Und diesen Weg zeigt die Alexandertechnik auf: Der Schüler erteilt sich die "Steuerungsbefehle zur Hemmung seines falschen gewohnheitsmäßigen Gebrauchs seiner Mechanismen", während der Lehrer "ihm die neuen sinnlichen Erfahrungen zum Gebrauch dieser Mechanismen, die mit diesen Befehlen übereinstimmen", mit seinen Händen" vermittelt. (ebenda) Allerdings ist der Lehrer nur solange dazu in der Lage, wie es dem Schüler gelingt, seine unmittelbare Reaktion zu hemmen: "In den frühen Phasen des Unterrichts, wenn bei einem Schüler der Gebrauch seiner Mechanismen noch völlig unbefriedigend ist, musste ich immer wieder feststellen, dass es dem Schüler nicht gelingt, seine alte instinktive Gebrauchssteuerung zu hemmen.
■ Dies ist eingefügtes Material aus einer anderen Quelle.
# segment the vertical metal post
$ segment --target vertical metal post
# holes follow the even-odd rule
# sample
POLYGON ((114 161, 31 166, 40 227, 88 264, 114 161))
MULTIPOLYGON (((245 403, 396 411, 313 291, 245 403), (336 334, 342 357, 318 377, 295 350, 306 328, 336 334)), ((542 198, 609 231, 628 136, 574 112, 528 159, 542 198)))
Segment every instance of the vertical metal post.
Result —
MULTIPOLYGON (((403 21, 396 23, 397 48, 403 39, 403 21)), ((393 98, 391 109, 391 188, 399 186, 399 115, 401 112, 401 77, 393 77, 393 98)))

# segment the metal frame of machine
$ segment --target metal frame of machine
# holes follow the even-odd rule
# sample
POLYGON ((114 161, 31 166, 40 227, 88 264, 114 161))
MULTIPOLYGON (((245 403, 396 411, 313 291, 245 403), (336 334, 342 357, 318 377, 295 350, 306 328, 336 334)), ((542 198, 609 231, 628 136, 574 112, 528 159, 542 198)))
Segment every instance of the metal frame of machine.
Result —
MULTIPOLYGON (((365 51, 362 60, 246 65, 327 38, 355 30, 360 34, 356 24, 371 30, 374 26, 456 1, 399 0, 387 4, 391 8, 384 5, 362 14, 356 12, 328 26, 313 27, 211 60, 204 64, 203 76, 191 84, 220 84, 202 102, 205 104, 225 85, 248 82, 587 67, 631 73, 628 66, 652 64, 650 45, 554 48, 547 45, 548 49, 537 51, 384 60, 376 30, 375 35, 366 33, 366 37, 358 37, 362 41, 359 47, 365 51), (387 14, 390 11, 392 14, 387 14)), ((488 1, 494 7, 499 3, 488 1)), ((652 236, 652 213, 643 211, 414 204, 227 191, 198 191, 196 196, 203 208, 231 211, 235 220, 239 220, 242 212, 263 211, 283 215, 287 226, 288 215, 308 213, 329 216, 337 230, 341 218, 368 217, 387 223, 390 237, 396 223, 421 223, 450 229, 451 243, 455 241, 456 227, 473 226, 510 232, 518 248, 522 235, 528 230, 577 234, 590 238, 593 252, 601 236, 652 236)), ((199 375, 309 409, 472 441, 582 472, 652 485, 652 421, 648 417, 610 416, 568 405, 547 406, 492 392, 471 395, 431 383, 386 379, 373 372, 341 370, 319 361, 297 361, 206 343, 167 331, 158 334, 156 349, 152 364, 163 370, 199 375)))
In der Konsequenz konnten die Steuerungsbefehle für den neuen Gebrauch nicht zur Wirkung kommen. Noch bevor ich überhaupt eine Chance hatte, ihm zu helfen, wollte er schon in Übereinstimmung mit seinem gewohnheitsmäßigen falschen Gebrauch sein Ziel erreichen. Unter diesen Umständen ist es aber praktisch unmöglich, ihn daran zu hindern, sein Ziel auf seine falsche Weise anzugehen." Dies schreibt F. M. Alexander in der "Gebrauch des Selbst".


F. M. Alexander selbst war zunächst Rezitator. Auf der Bühne versagte ihm zuletzt regelmäßig die Stimme. Der eigenen Stimmprobleme Herr zu werden, war seine ursprüngliche Motivation, um sich auf die Suche nach dem WIE zu machen. Am Ende dieser langen Suche stand eine Technik, mit der indirekt nicht nur Stimmprobleme beseitigt werden können, sondern alle nur denkbaren Unzulänglichkeiten, schlechte Gewohnheiten und Krankheitsbilder.